HSSM will translate the onnx
file either into a JAX
function or a pytensor
function, depending on which backend
you specify. When the jax
backend is chosen, please also provide a list of bool
s to param_is_reg
indicating which of the parameters will be the target of a regression. This tells JAX how to vectorize the comptuation for maximum performance.
from hssm.distribution_utils import (
make_distribution,
make_likelihood_callable,
)
loglik_op = make_likelihood_callable(
loglik="ddm.onnx", # will be downloaded from huggingface
loglik_kind="approx_differentiable",
backend="jax", # the onnx will be translated to JAX
params_is_reg=[False] * 4, # required if backend is JAX.
# Since the model below has no regression, we provide a list of 4 `False`s
)
DDM_JAX = make_distribution(
rv="ddm",
loglik=loglik_op,
list_params=["v", "a", "z", "t"],
bounds={"t": (0, 2), "a": (0, 2.5)},
)
with pm.Model() as ddm_jax_model:
v = pm.Uniform("v", lower=-3, upper=3)
a = pm.Gamma("a", mu=0.5, sigma=1.0)
z = pm.Uniform("z", lower=0.1, upper=0.9)

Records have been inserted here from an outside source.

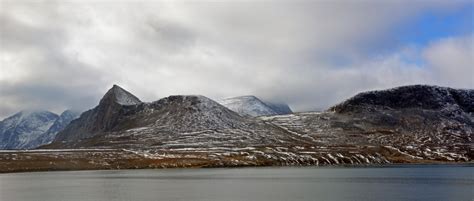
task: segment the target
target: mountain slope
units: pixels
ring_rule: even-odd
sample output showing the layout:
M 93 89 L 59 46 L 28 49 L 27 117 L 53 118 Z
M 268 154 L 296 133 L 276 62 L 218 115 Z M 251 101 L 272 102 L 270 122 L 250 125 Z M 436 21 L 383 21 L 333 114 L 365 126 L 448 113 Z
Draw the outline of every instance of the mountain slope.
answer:
M 44 148 L 93 148 L 119 157 L 104 165 L 100 159 L 83 161 L 85 167 L 101 168 L 470 162 L 471 90 L 452 95 L 438 88 L 366 92 L 330 111 L 258 118 L 203 96 L 135 105 L 101 101 Z
M 56 121 L 49 127 L 49 129 L 39 135 L 35 140 L 30 141 L 26 147 L 36 148 L 41 145 L 51 143 L 56 135 L 62 131 L 72 120 L 77 119 L 80 113 L 71 110 L 65 110 Z
M 286 104 L 265 103 L 255 96 L 226 98 L 218 102 L 242 116 L 256 117 L 292 113 Z
M 118 86 L 114 86 L 117 88 Z M 123 89 L 121 89 L 123 90 Z M 204 96 L 120 105 L 110 90 L 60 132 L 51 147 L 213 147 L 295 141 L 278 127 L 244 118 Z
M 27 149 L 58 119 L 48 111 L 22 111 L 0 122 L 0 149 Z
M 473 92 L 403 86 L 360 93 L 327 112 L 266 120 L 339 152 L 380 147 L 378 154 L 394 162 L 471 161 Z
M 102 97 L 99 105 L 81 114 L 72 121 L 62 132 L 59 132 L 55 141 L 74 141 L 93 137 L 95 134 L 108 131 L 119 121 L 121 114 L 127 108 L 139 107 L 142 102 L 133 94 L 117 85 Z

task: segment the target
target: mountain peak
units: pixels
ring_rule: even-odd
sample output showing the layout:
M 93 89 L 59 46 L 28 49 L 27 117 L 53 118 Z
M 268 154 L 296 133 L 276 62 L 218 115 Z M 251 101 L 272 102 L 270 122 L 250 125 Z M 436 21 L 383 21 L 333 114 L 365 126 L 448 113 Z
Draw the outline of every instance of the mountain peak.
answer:
M 220 100 L 219 103 L 242 116 L 256 117 L 292 113 L 286 104 L 263 102 L 253 95 L 226 98 Z
M 140 99 L 138 99 L 136 96 L 115 84 L 100 100 L 100 104 L 107 102 L 115 102 L 120 105 L 136 105 L 141 103 Z
M 330 108 L 336 112 L 350 112 L 368 106 L 392 109 L 421 108 L 440 110 L 455 106 L 466 112 L 474 111 L 474 90 L 453 89 L 429 85 L 408 85 L 387 90 L 368 91 Z

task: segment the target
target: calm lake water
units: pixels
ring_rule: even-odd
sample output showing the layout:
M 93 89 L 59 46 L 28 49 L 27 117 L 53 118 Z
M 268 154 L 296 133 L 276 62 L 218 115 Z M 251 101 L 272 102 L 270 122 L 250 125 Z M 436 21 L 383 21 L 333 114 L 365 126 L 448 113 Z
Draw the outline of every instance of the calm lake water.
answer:
M 0 174 L 1 201 L 474 200 L 473 166 Z

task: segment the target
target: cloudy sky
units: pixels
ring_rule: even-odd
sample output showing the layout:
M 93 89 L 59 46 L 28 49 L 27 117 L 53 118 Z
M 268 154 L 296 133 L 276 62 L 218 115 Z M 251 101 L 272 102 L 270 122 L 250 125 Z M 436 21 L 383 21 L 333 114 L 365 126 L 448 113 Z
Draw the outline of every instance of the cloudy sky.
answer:
M 474 88 L 474 3 L 0 0 L 0 118 L 253 94 L 295 111 L 408 84 Z

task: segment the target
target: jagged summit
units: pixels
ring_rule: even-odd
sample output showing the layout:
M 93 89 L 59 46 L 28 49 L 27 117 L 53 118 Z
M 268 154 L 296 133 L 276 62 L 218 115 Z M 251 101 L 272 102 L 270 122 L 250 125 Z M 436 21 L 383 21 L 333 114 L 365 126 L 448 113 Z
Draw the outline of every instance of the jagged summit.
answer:
M 242 116 L 267 116 L 292 113 L 286 104 L 265 103 L 255 96 L 238 96 L 219 100 L 219 103 Z
M 474 112 L 474 90 L 429 85 L 409 85 L 359 93 L 331 107 L 329 110 L 344 113 L 367 106 L 386 107 L 389 109 L 421 108 L 432 110 L 441 110 L 449 107 L 470 113 Z
M 106 104 L 108 102 L 115 102 L 120 105 L 136 105 L 141 103 L 140 99 L 136 96 L 115 84 L 105 93 L 99 104 Z

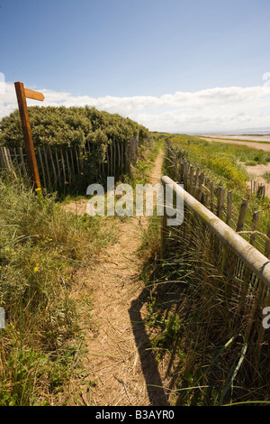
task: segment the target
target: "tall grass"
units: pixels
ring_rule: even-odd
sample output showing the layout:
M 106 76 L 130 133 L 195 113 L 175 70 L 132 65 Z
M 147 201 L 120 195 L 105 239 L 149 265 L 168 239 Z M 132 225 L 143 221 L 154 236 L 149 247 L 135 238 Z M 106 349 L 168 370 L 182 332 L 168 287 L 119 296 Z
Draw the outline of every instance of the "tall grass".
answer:
M 171 233 L 166 257 L 157 257 L 158 221 L 152 218 L 141 254 L 151 348 L 166 369 L 171 403 L 269 401 L 270 335 L 262 326 L 267 290 L 255 285 L 246 291 L 239 280 L 224 276 L 217 241 L 193 216 Z
M 82 345 L 76 272 L 110 235 L 99 217 L 68 214 L 10 176 L 0 203 L 0 405 L 55 404 Z
M 170 166 L 165 161 L 166 175 Z M 234 199 L 243 192 L 235 185 Z M 162 259 L 160 243 L 160 217 L 153 217 L 142 238 L 141 275 L 149 292 L 151 349 L 166 369 L 171 403 L 267 403 L 270 334 L 262 311 L 269 290 L 225 275 L 220 242 L 187 209 L 184 224 L 171 229 Z

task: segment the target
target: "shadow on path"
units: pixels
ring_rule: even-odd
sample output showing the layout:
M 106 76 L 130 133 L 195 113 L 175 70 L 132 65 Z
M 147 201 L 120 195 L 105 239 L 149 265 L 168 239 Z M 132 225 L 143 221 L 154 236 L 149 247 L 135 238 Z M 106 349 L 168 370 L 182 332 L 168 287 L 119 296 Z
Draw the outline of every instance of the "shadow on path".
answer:
M 163 388 L 158 363 L 152 351 L 147 350 L 150 347 L 150 340 L 141 318 L 140 309 L 147 301 L 148 295 L 148 289 L 144 289 L 140 296 L 131 302 L 129 314 L 151 405 L 168 406 L 168 396 Z

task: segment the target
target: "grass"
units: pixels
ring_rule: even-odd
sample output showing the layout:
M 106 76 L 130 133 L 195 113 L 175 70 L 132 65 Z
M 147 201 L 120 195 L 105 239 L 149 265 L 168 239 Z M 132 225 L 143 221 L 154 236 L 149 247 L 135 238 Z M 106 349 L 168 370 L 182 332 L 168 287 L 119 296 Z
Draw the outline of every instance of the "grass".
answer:
M 125 182 L 147 182 L 159 147 L 153 139 L 139 147 Z M 59 202 L 57 195 L 35 196 L 14 175 L 0 179 L 0 307 L 6 315 L 0 406 L 65 405 L 70 396 L 79 402 L 69 386 L 82 373 L 84 328 L 98 331 L 92 293 L 80 289 L 80 279 L 117 237 L 113 217 L 64 210 L 86 198 L 69 195 Z
M 189 135 L 171 135 L 167 138 L 176 154 L 180 158 L 190 161 L 191 164 L 198 167 L 201 171 L 203 171 L 206 179 L 213 181 L 215 188 L 223 187 L 226 191 L 232 192 L 232 228 L 236 229 L 240 205 L 242 199 L 245 198 L 248 200 L 248 206 L 243 230 L 250 231 L 253 214 L 257 211 L 259 213 L 257 229 L 260 233 L 267 234 L 270 226 L 270 199 L 267 197 L 264 199 L 257 199 L 256 195 L 249 192 L 247 189 L 247 181 L 249 177 L 239 161 L 248 161 L 250 157 L 255 158 L 256 163 L 266 161 L 269 159 L 269 153 L 247 146 L 202 142 L 197 137 Z M 171 166 L 167 159 L 165 161 L 165 173 L 173 180 L 176 178 L 174 167 Z M 215 201 L 217 202 L 216 195 L 215 190 Z M 225 210 L 223 219 L 225 219 Z M 249 241 L 250 234 L 243 235 L 243 236 Z M 266 237 L 260 235 L 256 240 L 256 247 L 262 253 L 264 253 L 266 240 Z
M 159 219 L 151 217 L 140 254 L 149 292 L 146 323 L 152 353 L 169 382 L 170 403 L 269 401 L 269 334 L 262 332 L 261 321 L 265 295 L 256 303 L 256 289 L 246 297 L 240 281 L 224 277 L 210 235 L 196 220 L 185 225 L 185 233 L 172 233 L 161 259 L 156 253 Z M 240 299 L 246 299 L 241 306 Z
M 193 143 L 184 141 L 184 149 Z M 201 161 L 211 152 L 200 152 L 195 157 L 193 151 L 188 159 L 196 159 L 202 169 Z M 164 172 L 170 170 L 166 161 Z M 219 172 L 209 171 L 216 182 L 226 182 Z M 233 198 L 240 202 L 245 189 L 238 182 L 234 181 Z M 249 200 L 252 209 L 267 210 L 262 201 Z M 267 223 L 264 217 L 262 226 Z M 160 217 L 150 217 L 140 249 L 145 262 L 141 277 L 148 288 L 146 323 L 152 353 L 166 374 L 170 403 L 267 404 L 269 334 L 262 326 L 262 310 L 268 290 L 255 284 L 247 292 L 240 280 L 224 276 L 215 239 L 193 217 L 185 215 L 183 226 L 171 232 L 161 258 Z
M 83 346 L 76 272 L 112 235 L 102 217 L 66 213 L 14 179 L 0 180 L 0 405 L 56 404 Z

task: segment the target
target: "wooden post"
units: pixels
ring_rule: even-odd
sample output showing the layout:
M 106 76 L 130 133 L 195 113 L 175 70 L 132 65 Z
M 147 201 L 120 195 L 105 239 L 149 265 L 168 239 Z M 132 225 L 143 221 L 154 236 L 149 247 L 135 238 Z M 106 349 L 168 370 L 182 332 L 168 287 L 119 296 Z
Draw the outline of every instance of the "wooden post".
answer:
M 228 191 L 228 193 L 227 193 L 226 224 L 229 226 L 230 226 L 230 223 L 231 223 L 231 207 L 232 207 L 232 193 L 231 193 L 231 191 Z
M 37 93 L 36 91 L 24 88 L 22 82 L 20 81 L 15 82 L 14 86 L 22 121 L 27 160 L 31 172 L 31 179 L 33 183 L 34 189 L 40 189 L 40 181 L 37 165 L 37 159 L 32 142 L 26 97 L 35 98 L 36 100 L 42 101 L 44 99 L 44 96 L 41 93 Z
M 222 219 L 222 212 L 223 212 L 223 207 L 224 207 L 224 196 L 225 196 L 225 190 L 223 187 L 219 187 L 218 188 L 217 217 L 219 217 L 219 218 L 220 219 Z

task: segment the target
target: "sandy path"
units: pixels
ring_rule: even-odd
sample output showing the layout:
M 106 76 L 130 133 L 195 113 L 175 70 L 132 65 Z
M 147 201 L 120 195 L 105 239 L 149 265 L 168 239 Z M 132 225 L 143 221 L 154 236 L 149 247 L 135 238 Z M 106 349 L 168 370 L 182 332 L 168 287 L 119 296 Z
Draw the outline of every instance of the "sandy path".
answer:
M 159 181 L 163 156 L 157 159 L 151 183 Z M 118 218 L 117 218 L 118 219 Z M 140 279 L 145 218 L 119 219 L 120 237 L 99 257 L 86 281 L 93 293 L 93 329 L 86 331 L 84 368 L 94 386 L 85 391 L 86 404 L 94 406 L 166 405 L 158 366 L 149 350 L 143 325 L 148 295 Z M 97 331 L 96 331 L 97 328 Z M 160 367 L 160 366 L 159 366 Z
M 230 144 L 240 144 L 240 145 L 245 145 L 247 147 L 253 147 L 254 149 L 260 149 L 265 152 L 270 152 L 270 143 L 256 143 L 256 142 L 239 142 L 237 140 L 221 140 L 220 138 L 208 138 L 208 137 L 202 137 L 200 136 L 202 140 L 205 140 L 206 142 L 217 142 L 217 143 L 229 143 Z

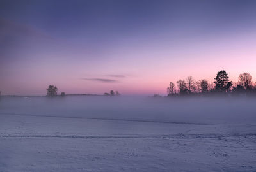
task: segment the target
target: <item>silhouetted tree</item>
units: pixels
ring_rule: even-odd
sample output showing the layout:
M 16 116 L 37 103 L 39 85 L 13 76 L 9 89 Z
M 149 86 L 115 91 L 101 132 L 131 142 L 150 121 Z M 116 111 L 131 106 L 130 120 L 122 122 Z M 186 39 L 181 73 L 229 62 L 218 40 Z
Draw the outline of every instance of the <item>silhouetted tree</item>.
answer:
M 176 93 L 175 85 L 172 82 L 170 82 L 169 87 L 167 87 L 167 95 L 170 96 Z
M 179 80 L 177 82 L 177 86 L 180 91 L 180 94 L 184 95 L 189 93 L 189 90 L 187 89 L 187 85 L 186 85 L 184 80 Z
M 47 96 L 55 96 L 57 95 L 58 88 L 53 85 L 50 85 L 47 90 Z
M 209 83 L 209 90 L 211 92 L 214 90 L 214 84 L 212 82 Z
M 121 95 L 121 94 L 120 94 L 118 91 L 116 91 L 116 96 L 118 96 L 120 95 Z
M 200 80 L 200 90 L 202 93 L 205 93 L 208 92 L 209 90 L 209 83 L 206 80 Z
M 229 81 L 229 77 L 225 71 L 218 71 L 214 80 L 216 91 L 225 92 L 230 90 L 232 82 Z
M 60 94 L 60 96 L 65 96 L 65 92 L 61 92 L 61 93 Z
M 241 95 L 241 94 L 245 93 L 245 89 L 243 86 L 241 85 L 237 85 L 233 87 L 232 92 L 233 94 L 235 94 L 236 95 Z
M 191 92 L 193 90 L 195 90 L 196 81 L 193 78 L 192 76 L 188 76 L 186 79 L 186 83 L 187 86 L 187 89 Z
M 115 96 L 115 92 L 113 90 L 110 91 L 110 96 Z
M 252 76 L 250 75 L 250 73 L 244 73 L 240 74 L 239 76 L 238 77 L 238 84 L 243 86 L 246 90 L 252 89 Z

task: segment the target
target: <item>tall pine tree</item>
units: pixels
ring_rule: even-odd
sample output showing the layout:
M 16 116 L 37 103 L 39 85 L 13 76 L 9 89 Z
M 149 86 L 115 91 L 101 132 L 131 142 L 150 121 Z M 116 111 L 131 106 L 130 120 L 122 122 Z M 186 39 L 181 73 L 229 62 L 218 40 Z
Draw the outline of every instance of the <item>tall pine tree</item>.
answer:
M 232 82 L 229 81 L 229 77 L 225 71 L 218 71 L 214 80 L 216 91 L 225 92 L 230 90 L 232 85 Z

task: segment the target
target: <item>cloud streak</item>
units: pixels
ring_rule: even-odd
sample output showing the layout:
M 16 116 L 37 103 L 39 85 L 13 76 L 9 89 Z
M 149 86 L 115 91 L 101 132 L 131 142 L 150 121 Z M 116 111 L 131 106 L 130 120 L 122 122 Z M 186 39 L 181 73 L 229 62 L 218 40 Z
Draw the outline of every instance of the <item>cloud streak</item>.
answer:
M 107 75 L 107 76 L 115 78 L 125 78 L 125 76 L 122 75 Z
M 83 78 L 83 80 L 88 81 L 100 82 L 103 83 L 115 83 L 118 82 L 116 80 L 106 79 L 106 78 Z

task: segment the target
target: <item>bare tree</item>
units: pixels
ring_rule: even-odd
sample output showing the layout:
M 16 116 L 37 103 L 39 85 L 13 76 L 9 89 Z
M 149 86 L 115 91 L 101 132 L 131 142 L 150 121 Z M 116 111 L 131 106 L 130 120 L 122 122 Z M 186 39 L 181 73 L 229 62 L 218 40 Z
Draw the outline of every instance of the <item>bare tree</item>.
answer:
M 209 83 L 206 80 L 200 80 L 200 89 L 202 93 L 205 93 L 209 90 Z
M 110 91 L 110 96 L 115 96 L 115 92 L 113 90 Z
M 213 91 L 214 90 L 214 83 L 211 82 L 209 83 L 209 90 Z
M 50 85 L 48 87 L 48 89 L 47 90 L 47 94 L 46 96 L 57 96 L 57 91 L 58 91 L 58 88 L 53 85 Z
M 186 85 L 186 82 L 184 80 L 179 80 L 177 82 L 177 87 L 180 91 L 180 92 L 183 92 L 186 89 L 187 89 L 187 85 Z
M 233 85 L 232 82 L 229 80 L 228 74 L 224 70 L 218 71 L 214 80 L 214 89 L 216 92 L 228 92 L 230 90 L 230 88 Z
M 252 76 L 250 73 L 244 73 L 238 77 L 238 84 L 243 86 L 244 89 L 249 90 L 252 88 Z
M 176 93 L 175 85 L 172 82 L 170 82 L 169 87 L 167 87 L 168 96 L 173 95 Z
M 196 81 L 193 78 L 192 76 L 188 76 L 186 79 L 186 83 L 187 85 L 187 89 L 189 92 L 192 92 L 195 87 L 195 84 L 196 83 Z

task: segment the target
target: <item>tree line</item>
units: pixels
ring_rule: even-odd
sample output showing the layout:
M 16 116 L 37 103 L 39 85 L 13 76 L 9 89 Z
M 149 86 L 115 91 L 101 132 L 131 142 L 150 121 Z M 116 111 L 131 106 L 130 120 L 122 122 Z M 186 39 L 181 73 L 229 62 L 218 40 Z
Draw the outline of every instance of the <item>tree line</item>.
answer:
M 46 89 L 46 96 L 50 96 L 50 97 L 53 97 L 53 96 L 56 96 L 58 92 L 58 88 L 57 87 L 53 85 L 50 85 L 48 86 L 48 88 Z M 116 91 L 115 92 L 113 90 L 111 90 L 109 93 L 105 92 L 104 94 L 104 96 L 120 96 L 121 94 L 118 92 Z M 65 93 L 64 92 L 62 92 L 60 94 L 60 96 L 65 96 Z
M 253 84 L 250 73 L 240 74 L 238 82 L 233 83 L 225 70 L 217 73 L 213 82 L 205 79 L 196 81 L 192 76 L 188 76 L 177 81 L 176 85 L 170 82 L 167 87 L 168 96 L 211 94 L 246 96 L 252 93 L 256 93 L 256 84 Z

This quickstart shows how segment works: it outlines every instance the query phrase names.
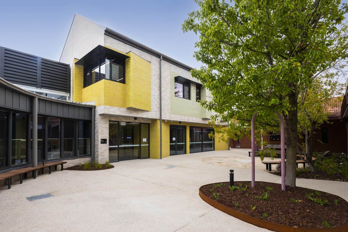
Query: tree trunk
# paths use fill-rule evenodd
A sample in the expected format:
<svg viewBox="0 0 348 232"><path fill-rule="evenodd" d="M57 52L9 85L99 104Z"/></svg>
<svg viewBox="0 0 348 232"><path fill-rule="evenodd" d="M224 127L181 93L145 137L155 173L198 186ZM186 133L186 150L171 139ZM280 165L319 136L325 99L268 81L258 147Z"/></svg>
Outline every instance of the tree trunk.
<svg viewBox="0 0 348 232"><path fill-rule="evenodd" d="M313 156L313 133L315 129L315 126L312 125L310 131L307 131L304 138L306 144L306 154L304 155L306 155L306 162L309 166L311 171L316 171L314 162L312 160Z"/></svg>
<svg viewBox="0 0 348 232"><path fill-rule="evenodd" d="M295 92L290 93L289 104L292 109L285 115L286 162L285 163L285 184L296 186L296 154L297 153L297 96Z"/></svg>

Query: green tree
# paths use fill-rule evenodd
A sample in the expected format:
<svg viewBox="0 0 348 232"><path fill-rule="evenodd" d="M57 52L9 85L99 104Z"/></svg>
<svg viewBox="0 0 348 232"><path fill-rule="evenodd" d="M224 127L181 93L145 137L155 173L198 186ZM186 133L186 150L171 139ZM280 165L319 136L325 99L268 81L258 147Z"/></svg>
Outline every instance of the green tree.
<svg viewBox="0 0 348 232"><path fill-rule="evenodd" d="M314 80L310 89L306 88L300 92L298 135L304 142L302 144L298 144L298 153L304 154L312 171L316 170L312 161L315 149L313 142L315 129L319 128L324 122L328 122L327 117L331 115L330 108L341 105L346 86L345 83L340 82L335 73L327 73Z"/></svg>
<svg viewBox="0 0 348 232"><path fill-rule="evenodd" d="M277 126L275 111L282 114L286 184L295 186L298 96L321 73L346 58L341 25L346 5L337 0L195 2L199 9L189 14L182 29L199 35L194 56L205 65L191 74L213 96L202 104L217 113L213 121L218 116L238 120L234 128L250 126L256 111L256 125Z"/></svg>

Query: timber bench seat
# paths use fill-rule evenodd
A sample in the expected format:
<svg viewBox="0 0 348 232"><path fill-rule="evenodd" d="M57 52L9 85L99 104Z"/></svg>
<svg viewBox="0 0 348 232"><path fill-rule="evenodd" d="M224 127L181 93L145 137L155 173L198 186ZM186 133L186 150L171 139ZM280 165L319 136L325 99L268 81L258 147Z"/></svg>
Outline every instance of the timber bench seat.
<svg viewBox="0 0 348 232"><path fill-rule="evenodd" d="M296 155L296 156L298 157L300 157L300 155ZM304 159L304 156L303 155L302 155L302 158ZM312 160L313 162L315 161L316 159L315 157L312 157ZM267 160L267 161L263 161L261 162L264 164L266 165L266 170L268 170L269 171L272 171L272 164L278 164L280 163L280 160ZM303 169L306 168L306 161L305 160L296 160L296 167L298 167L298 165L299 163L303 163Z"/></svg>
<svg viewBox="0 0 348 232"><path fill-rule="evenodd" d="M66 163L67 162L65 161L57 161L56 162L50 162L44 164L38 165L38 166L36 167L28 167L23 168L16 169L15 170L12 170L7 171L3 173L0 173L0 181L7 179L8 188L11 188L11 178L14 176L16 176L19 175L19 184L22 184L23 182L23 176L24 175L24 179L26 178L26 174L30 171L32 172L33 178L35 179L36 178L36 170L39 169L41 169L41 174L44 174L44 169L45 168L48 168L48 174L51 174L52 168L53 166L55 167L56 170L57 170L57 167L58 165L61 165L61 170L63 170L63 165Z"/></svg>

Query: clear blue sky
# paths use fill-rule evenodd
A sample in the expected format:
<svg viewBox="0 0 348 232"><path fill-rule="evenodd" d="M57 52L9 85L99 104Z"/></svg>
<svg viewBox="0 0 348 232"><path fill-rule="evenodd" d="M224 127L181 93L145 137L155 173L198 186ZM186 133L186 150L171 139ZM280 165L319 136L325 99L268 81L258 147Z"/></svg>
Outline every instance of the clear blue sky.
<svg viewBox="0 0 348 232"><path fill-rule="evenodd" d="M9 0L0 4L0 46L58 61L76 13L194 67L198 37L181 25L192 0Z"/></svg>

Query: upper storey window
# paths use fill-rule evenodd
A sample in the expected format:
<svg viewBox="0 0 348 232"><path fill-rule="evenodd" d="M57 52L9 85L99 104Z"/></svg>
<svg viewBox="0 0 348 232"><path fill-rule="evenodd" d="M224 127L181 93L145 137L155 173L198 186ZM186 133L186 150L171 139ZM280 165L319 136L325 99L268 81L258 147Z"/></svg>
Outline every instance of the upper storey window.
<svg viewBox="0 0 348 232"><path fill-rule="evenodd" d="M190 84L175 81L174 82L174 94L175 97L190 99Z"/></svg>
<svg viewBox="0 0 348 232"><path fill-rule="evenodd" d="M124 63L123 61L107 55L85 66L84 87L87 87L103 79L125 83Z"/></svg>

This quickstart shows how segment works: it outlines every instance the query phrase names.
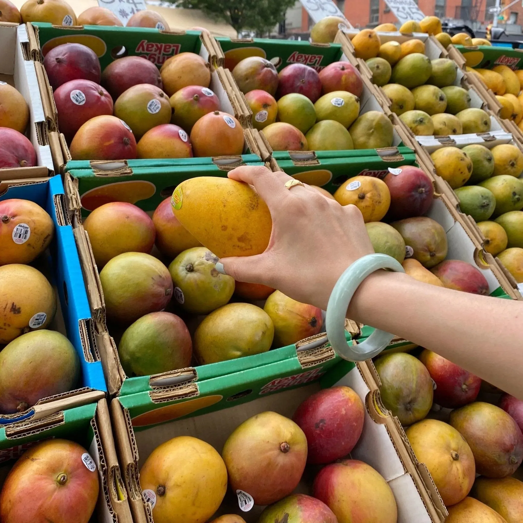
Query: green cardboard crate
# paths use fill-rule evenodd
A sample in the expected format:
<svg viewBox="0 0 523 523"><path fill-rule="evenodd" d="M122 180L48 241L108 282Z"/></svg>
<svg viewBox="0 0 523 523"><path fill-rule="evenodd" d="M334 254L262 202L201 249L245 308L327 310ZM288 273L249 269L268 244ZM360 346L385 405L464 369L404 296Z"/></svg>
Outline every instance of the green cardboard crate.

t = pm.Uniform("t", lower=0.01, upper=1.0, initval=0.1)
ddm = DDM_JAX("ddm", v=v, a=a, z=z, t=t, observed=dataset.values)
ddm_jax_trace = pm.sample(mp_ctx="spawn", tune=500, draws=200)
az.plot_trace(ddm_jax_trace)
plt.tight_layout()
scalars only: True
Auto-assigning NUTS sampler... Initializing NUTS using jitter+adapt_diag...
scalars only: True params only: False [(1,), (1,), (1,), (1,)]
Multiprocess sampling (4 chains in 4 jobs) NUTS: [v, a, z, t]
Output()
scalars only: scalars only: TrueTrue scalars only: params only: params only: FalseTrue Falseparams only: False [(1,), (1,), (1,), (1,)] [(1,), (1,), (1,), (1,)][(1,), (1,), (1,), (1,)] scalars only: True params only: False [(1,), (1,), (1,), (1,)] scalars only: True params only: scalars only: False True params only: False [(1,), (1,), (1,), (1,)] [(1,), (1,), (1,), (1,)]
scalars only: True params only: False [(1,), (1,), (1,), (1,)] scalars only: True params only: False [(1,), (1,), (1,), (1,)]
Sampling 4 chains for 500 tune and 200 draw iterations (2_000 + 800 draws total) took 29 seconds.